We also saw the reall life cities of gold which are stored in a huge Incan bunker/ Museo, Peruvian Boobies in the Balletas islands and, themetically, the worlds most important suppliers of bird pooh, those birds really go for it, its up to 50m deep in some places apparently.

Just so you know, the worst place in the world is on the panamerican highway between Lima and Pisco, those shanty towns make mosside look like Beverly Hills. When our bus stopped people started banging against the side of it, obviously desperate to get out of the rubbish tip they lived in. Literally a pile of bits of plastic corrogated iron and cardbord in the middle of a vast desert. Harsh. It was like what you expect might be left after armagedon.

What else? Yeah we are now in Huancachina which is a beautiful Oasis town in the middle of the desert, very hoiliday resortish where you can sandboard. I haven´t done that yet because I have been very busy having the worst hangover I´ve had since Japan.

One more thing, Kate Sant sent me an email. It was great! I love you Oh Santy One, good luck with the hard studying that you aren´t doing if you´re reading this!

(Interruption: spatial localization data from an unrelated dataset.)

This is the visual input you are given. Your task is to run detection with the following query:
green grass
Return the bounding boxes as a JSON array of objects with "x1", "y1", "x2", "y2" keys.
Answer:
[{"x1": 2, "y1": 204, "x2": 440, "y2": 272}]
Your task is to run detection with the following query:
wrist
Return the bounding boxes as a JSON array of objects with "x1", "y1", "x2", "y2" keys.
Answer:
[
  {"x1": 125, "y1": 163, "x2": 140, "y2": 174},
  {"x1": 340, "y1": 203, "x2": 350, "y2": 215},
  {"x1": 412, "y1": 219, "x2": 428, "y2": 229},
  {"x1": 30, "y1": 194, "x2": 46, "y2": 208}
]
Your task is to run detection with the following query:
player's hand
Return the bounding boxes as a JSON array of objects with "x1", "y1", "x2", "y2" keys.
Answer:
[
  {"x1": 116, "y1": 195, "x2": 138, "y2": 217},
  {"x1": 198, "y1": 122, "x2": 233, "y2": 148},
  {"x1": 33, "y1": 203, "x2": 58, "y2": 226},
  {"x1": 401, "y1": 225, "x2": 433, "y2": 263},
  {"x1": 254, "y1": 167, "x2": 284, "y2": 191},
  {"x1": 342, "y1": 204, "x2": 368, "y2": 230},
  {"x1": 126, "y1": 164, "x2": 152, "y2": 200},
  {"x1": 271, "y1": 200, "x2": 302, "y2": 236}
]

On August 16, 2005, Helen said:

I feel obliged to inform you, Mrs Webb, that The Sant is not as studious and holy as she may have led you believe. We have just returned from Shambala Festival (Me, Tim, Katie, Simon, Fenn, Rachel, Andy and Steve H). Katie achieved the pinnacle of her alter ego,Cider-Kate and regailed us with school hymns and Guide songs. She was also seen drooling in love over some giant lanterns and tring to eat cheese out of the grass. I, of course, remained entirely sober.

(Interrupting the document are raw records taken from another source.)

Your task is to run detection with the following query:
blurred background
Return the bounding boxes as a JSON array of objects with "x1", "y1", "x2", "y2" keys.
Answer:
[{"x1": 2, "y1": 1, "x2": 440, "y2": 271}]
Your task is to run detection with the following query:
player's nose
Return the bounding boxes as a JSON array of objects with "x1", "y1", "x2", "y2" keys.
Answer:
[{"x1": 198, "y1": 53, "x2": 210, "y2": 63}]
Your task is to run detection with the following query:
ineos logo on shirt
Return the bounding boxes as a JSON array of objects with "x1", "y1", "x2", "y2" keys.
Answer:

Andy was hilarious. He brought a gazebo which provided much social ammusement. Late on Saturday night/ Sunday morning Andy was in such a state that he stood up inside the gazebo to go out for a piss but couldn't work out how to get out of it. After a while of standing motionless and trying to see the sides, he ventured towards a wall but could not locate any doorways. We managed to come to his rescue just before he wet him self. However, he then proceded to try and have a piss against the outside of the gazebo (made of thin netting).

Oh we had a jolly fine time. Here's to next year.

There will be photos on Tim's website soon (largely consisting of pirates) Arrgh

On August 16, 2005, Catherine said:

That naughty Sant woman. She shouldn´t really be let out without a competant supervisor.